• Alabama College and Career Ready Standards Information for Parents

    Raising the bar and expecting more is hard work, particularly for students and teachers. New standards mean new ways of teaching and learning, and ultimately harder tests. To help our families achieve a greater understanding of what these new standards mean, Vestavia Hills City Schools provides this webpage with fact sheets, frequently answered questions, and links to information about Alabama's College and Career Ready Standards.
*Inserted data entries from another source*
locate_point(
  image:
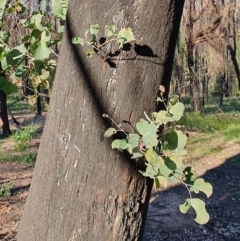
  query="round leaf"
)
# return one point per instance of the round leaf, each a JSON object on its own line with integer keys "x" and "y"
{"x": 203, "y": 186}
{"x": 119, "y": 144}
{"x": 109, "y": 132}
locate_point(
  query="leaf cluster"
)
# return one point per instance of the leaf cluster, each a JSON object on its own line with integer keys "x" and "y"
{"x": 161, "y": 143}
{"x": 33, "y": 57}
{"x": 124, "y": 36}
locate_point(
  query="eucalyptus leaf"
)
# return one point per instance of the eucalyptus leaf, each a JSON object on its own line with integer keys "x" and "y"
{"x": 4, "y": 36}
{"x": 2, "y": 7}
{"x": 40, "y": 50}
{"x": 153, "y": 158}
{"x": 151, "y": 171}
{"x": 78, "y": 40}
{"x": 119, "y": 144}
{"x": 148, "y": 130}
{"x": 203, "y": 186}
{"x": 109, "y": 30}
{"x": 109, "y": 132}
{"x": 94, "y": 28}
{"x": 198, "y": 205}
{"x": 162, "y": 181}
{"x": 125, "y": 35}
{"x": 32, "y": 99}
{"x": 136, "y": 155}
{"x": 177, "y": 110}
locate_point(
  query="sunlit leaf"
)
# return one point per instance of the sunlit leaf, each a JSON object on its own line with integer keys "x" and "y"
{"x": 151, "y": 171}
{"x": 40, "y": 50}
{"x": 203, "y": 186}
{"x": 2, "y": 7}
{"x": 32, "y": 99}
{"x": 119, "y": 144}
{"x": 177, "y": 110}
{"x": 136, "y": 155}
{"x": 109, "y": 132}
{"x": 125, "y": 35}
{"x": 78, "y": 40}
{"x": 109, "y": 30}
{"x": 94, "y": 28}
{"x": 153, "y": 158}
{"x": 148, "y": 131}
{"x": 198, "y": 205}
{"x": 4, "y": 36}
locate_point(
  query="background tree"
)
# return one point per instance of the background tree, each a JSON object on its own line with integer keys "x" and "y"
{"x": 81, "y": 189}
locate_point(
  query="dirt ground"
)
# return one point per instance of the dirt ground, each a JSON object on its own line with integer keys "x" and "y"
{"x": 164, "y": 221}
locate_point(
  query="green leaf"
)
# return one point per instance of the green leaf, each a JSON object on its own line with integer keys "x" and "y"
{"x": 2, "y": 7}
{"x": 151, "y": 171}
{"x": 6, "y": 86}
{"x": 148, "y": 131}
{"x": 61, "y": 29}
{"x": 18, "y": 51}
{"x": 90, "y": 53}
{"x": 94, "y": 28}
{"x": 176, "y": 175}
{"x": 133, "y": 140}
{"x": 36, "y": 21}
{"x": 3, "y": 82}
{"x": 60, "y": 8}
{"x": 4, "y": 63}
{"x": 125, "y": 35}
{"x": 36, "y": 81}
{"x": 109, "y": 132}
{"x": 32, "y": 99}
{"x": 177, "y": 110}
{"x": 4, "y": 36}
{"x": 198, "y": 205}
{"x": 203, "y": 186}
{"x": 36, "y": 34}
{"x": 25, "y": 38}
{"x": 136, "y": 155}
{"x": 160, "y": 181}
{"x": 78, "y": 40}
{"x": 86, "y": 33}
{"x": 109, "y": 30}
{"x": 175, "y": 140}
{"x": 45, "y": 36}
{"x": 153, "y": 158}
{"x": 40, "y": 50}
{"x": 119, "y": 144}
{"x": 185, "y": 206}
{"x": 45, "y": 84}
{"x": 20, "y": 8}
{"x": 189, "y": 175}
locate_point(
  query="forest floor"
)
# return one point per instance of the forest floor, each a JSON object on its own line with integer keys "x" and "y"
{"x": 164, "y": 221}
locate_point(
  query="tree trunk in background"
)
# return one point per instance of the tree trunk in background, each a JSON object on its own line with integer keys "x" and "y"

    What are Alabama's College and Career Ready Standards?
    Every student a graduate; every graduate prepared for real life

    • The Alabama College and Career Ready Standards (CCRS), which are based on the Common Core State Standards, are a set of academic standards for math and English being taught in K-12 classrooms across Alabama.
    • Academic standards are expectations for what students should know by the end of each school year. Alabama's standards focus on helping our students gain a deep understanding of concepts being taught and how they apply to real life.
    • Alabama's State Board of Education has the sole authority over what standards (expectations) our state adopts. Local school systems still develop their own curricula (how it's taught) and choose their own textbooks. Individual teachers still develop their own lesson plans.

    What does this mean for my child?
    Real learning for real life

    With the CCRS, Alabama students rely less on memorization and filling out worksheets. Instead, they focus on critical-thinking and problem-solving skills that will benefit them long after they finish their academic career.
    Alabama adopted the CCRS after conversations with officials from Alabama's colleges and employers about what our schools need to do in order to prepare all of our kids for success in life – whether they are going on to college or starting a career.

    Why was a change necessary?
    Setting higher and clearer goals for a successful future

    Our state's academic standards have not kept up with the changes in technology and the real-life skills students need to be successful. As a result:

    • One in five students that enter Alabama high schools do not earn a diploma in four years.
    • 33% of Alabama graduates who attend college are required to take high school- level classes their freshman year to reteach concepts they were supposed to learn in K-12 schools. This percentage is higher than the national average.

    How are Alabama's College and Career Ready Standards different from previous Courses of Study?
    Students must do more than retain information long enough to regurgitate it on an exam

    The Alabama College and Career Ready Standards (CCRS) expect more of students than previous standards, and they will help ensure students are prepared for real life. University of Alabama professor Jeremy Zelkowski, a former high-school math teacher, has extensively studied Alabama's new math standards and says the new standards will help make Alabama schools more competitive internationally. According to Zelkowski, Alabama's old standards only asked students to have a basic understanding of what was being taught, while the CCRS require students to do more than just memorize material long enough for their next exam.

    What can I do to support my child?


    Our students are up for the challenge, but parental involvement is critical. Things you can do at home include:

    • Set aside time every day when your child can concentrate on reading, writing, and math.
    • Ask your child questions about their schoolwork and encourage them to explain how they got to an answer. Remember that students are learning to be problem solvers and critical thinkers.

    Talk to your child's teacher and ask how you can help at home.